No, the Marketplace Will NOT Protect Endangered Species

in Endangered Species

Rhino© Rod Waddington

There is a subsection of humanity that may mean well, but their dogma can all too often blind them to what needs to be done in my field of animal protection and conservation. An apparent case in point: Pembient. It is a company based in the state of Washington that thinks it has an idea, and a product, that will stop the poaching of rhinoceroses (all five species of which are under threat and three of which are critically endangered). But, the people who actually work to protect rhinos don’t agree.[teaserbreak]

Additional to the pressures of a burgeoning human population and consequent demand for land and resources, there are very specific demands in certain parts of Asia for rhino horn to be used for a number of purposes. The story is very well told in the highly recommended book Ivory, Horn and Blood: Behind the Elephant and Rhinoceros Poaching Crisis by my good friend, Ronald Orenstein (Firefly Books, 2013).

Poachers don’t care if they exterminate rhinos, and indeed, the Javan rhinoceros, which may be the rarest mammal in the world, must—like the remaining species—be protected from the ruthlessly deadly threat of poaching. At the retail end, rhino horn can reportedly be more valuable, gram for gram, than gold or cocaine.

Pembient’s high-tech “solution” is ingenious.
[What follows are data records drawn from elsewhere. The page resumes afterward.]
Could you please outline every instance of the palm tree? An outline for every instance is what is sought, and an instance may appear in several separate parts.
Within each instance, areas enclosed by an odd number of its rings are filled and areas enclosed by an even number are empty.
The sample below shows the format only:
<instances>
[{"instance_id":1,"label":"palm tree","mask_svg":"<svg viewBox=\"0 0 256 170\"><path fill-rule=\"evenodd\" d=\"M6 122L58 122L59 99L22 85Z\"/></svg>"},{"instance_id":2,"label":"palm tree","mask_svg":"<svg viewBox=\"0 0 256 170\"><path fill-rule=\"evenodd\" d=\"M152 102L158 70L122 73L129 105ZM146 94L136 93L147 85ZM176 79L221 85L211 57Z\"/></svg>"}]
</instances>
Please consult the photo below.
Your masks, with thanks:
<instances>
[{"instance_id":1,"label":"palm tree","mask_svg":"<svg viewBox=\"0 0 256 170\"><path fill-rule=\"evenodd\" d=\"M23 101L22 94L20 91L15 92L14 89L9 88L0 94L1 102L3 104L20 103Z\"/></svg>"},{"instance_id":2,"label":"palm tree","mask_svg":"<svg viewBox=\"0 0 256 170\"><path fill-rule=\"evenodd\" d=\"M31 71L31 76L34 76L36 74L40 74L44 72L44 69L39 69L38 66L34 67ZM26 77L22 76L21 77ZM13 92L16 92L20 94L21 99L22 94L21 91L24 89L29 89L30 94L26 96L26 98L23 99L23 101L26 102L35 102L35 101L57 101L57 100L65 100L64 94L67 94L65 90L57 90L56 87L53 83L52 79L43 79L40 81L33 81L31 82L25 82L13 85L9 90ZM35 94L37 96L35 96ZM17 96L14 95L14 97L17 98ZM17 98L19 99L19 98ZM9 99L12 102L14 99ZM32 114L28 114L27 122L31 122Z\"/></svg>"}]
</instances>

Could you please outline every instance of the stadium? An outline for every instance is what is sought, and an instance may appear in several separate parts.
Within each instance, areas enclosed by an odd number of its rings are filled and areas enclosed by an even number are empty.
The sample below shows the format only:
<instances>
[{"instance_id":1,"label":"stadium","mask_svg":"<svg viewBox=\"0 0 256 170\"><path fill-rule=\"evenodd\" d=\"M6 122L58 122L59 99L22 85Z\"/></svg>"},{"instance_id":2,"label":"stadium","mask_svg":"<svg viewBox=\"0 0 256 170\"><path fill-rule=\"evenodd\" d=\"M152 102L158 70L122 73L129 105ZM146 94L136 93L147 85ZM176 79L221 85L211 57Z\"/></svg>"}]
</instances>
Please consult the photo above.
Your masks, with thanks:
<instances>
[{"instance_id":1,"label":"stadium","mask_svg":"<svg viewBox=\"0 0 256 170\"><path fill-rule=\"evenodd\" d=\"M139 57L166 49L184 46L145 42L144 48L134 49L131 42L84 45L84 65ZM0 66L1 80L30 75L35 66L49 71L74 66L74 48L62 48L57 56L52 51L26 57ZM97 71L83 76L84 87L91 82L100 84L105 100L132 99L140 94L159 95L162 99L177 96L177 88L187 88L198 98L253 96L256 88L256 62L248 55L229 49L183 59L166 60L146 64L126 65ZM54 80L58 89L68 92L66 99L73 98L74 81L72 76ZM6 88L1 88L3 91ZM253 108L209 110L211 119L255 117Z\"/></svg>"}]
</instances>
It intends to create a replica of rhino horn through a process called “biofabrication.” Essentially, Pembient wants to produce a product that is virtually biologically identical to the thing it replaces: rhino horn. The company has gone to great lengths to explain the logic behind its decision, which can be read here.

The company’s CEO, Matthew Markus, perhaps best summarizes Pembient’s strategy to protect rhinos (and earn profits): “Simply put, if some biofabricated horns can be passed off as wild horns, then consumers won’t be able to reliably determine any horn’s real value and the price of rhino horn will fall.”

There may be a trace of validity to the argument that providing a less expensive alternative to products derived from wild animals (and plants) may work as a conservation tool if the alternative costs less to produce than the wild product. But, actually, that is not how it usually works. And, if the product costs more to produce via a method that does not remove animals from the wild—as is true of such things as bear bile and the blood, skin, and bones of tigers, which are much in demand—it certainly isn’t true.

On the other hand, raising tigers, or certain fish species, or parrots, or ginseng hasn’t protected wild populations precisely because taking from the wild, whether by poaching, or legally under a quota system, is at least financially competitive with the alternative product. So goes the Pembient argument.

Pembient also plans to insert a DNA marker that, while totally undetectable at the consumer level, would allow forensic investigators to determine synthetic rhino horn from that which was poached.

And yet, my friend Susie Watts, WildAid Africa Programs Manager, mirrors my own experience when she says she can’t find any conservationist who agrees that the scheme will work. She told me, “I would actually have more respect for them—not a whole lot more, mind you—if they admitted that their real goal is to make money and to attract more funding for the next hare-brained scheme. Dressing their business plan up as conservation is deeply repulsive when rhinos are being butchered every day.”

The reason for this antipathy for the business plan is that, while it is true that providing alternatives theoretically can work, it normally—usually—does not. And, to put it simply, that’s because the choice to illegally use real rhino horn for such things as traditional medications, ornaments, recreational uses, and as a detoxifier (but not, contrary to popular lore and the Pembient webpage, as an aphrodisiac) has nothing to do with rational, logical thought processes.

In other words, the market is already flooded with less expensive alternatives, and that is not saving rhinos. While those alternatives are not to be mistaken for rhino horn, if the surrogate rhino horn was out there, it would almost certainly drive up the value of the real product, as long as its provenance could be proved. And, of course, there is a line directly from the poacher through the markets to the ultimate consumer.

And, there will always be people attracted to “the real thing” as a point of status. They want what they should not have—what others can’t afford—and, the rarer it is, the more they want it.

What the experience of conservationists has been is that supply fuels demand. What the economic theories being touted by Pembient don’t grasp is that rhino horn buyers don’t want something that can be used for the same purposes as rhino horn; they want rhino horn!

Matt Hayward of Bangor University and William Ripple of Oregon State University have recently published research on 74 of the largest terrestrial herbivores (all with body mass of more than 100 kg), stating: “Our results are highly concerning. The vast majority of these large herbivores are declining in distribution and abundance, such that 60% are now threatened with extinction. These include well-known and iconic species such as elephants, hippos, all species of rhino, European bison, and Indian water buffalo, but also less well-known species such as takin, kouprey, mountain and lowland anoa, and tamaraw. The situation is likely to get worse and we risk leaving empty landscapes unless urgent and drastic action is undertaken.”

We do have a history that shows what works. While conservationists are eager to employ new ideas and new technology, we must avoid that which has failed. And, as a generality, with a few notable exceptions, driving the market for the product is not the answer.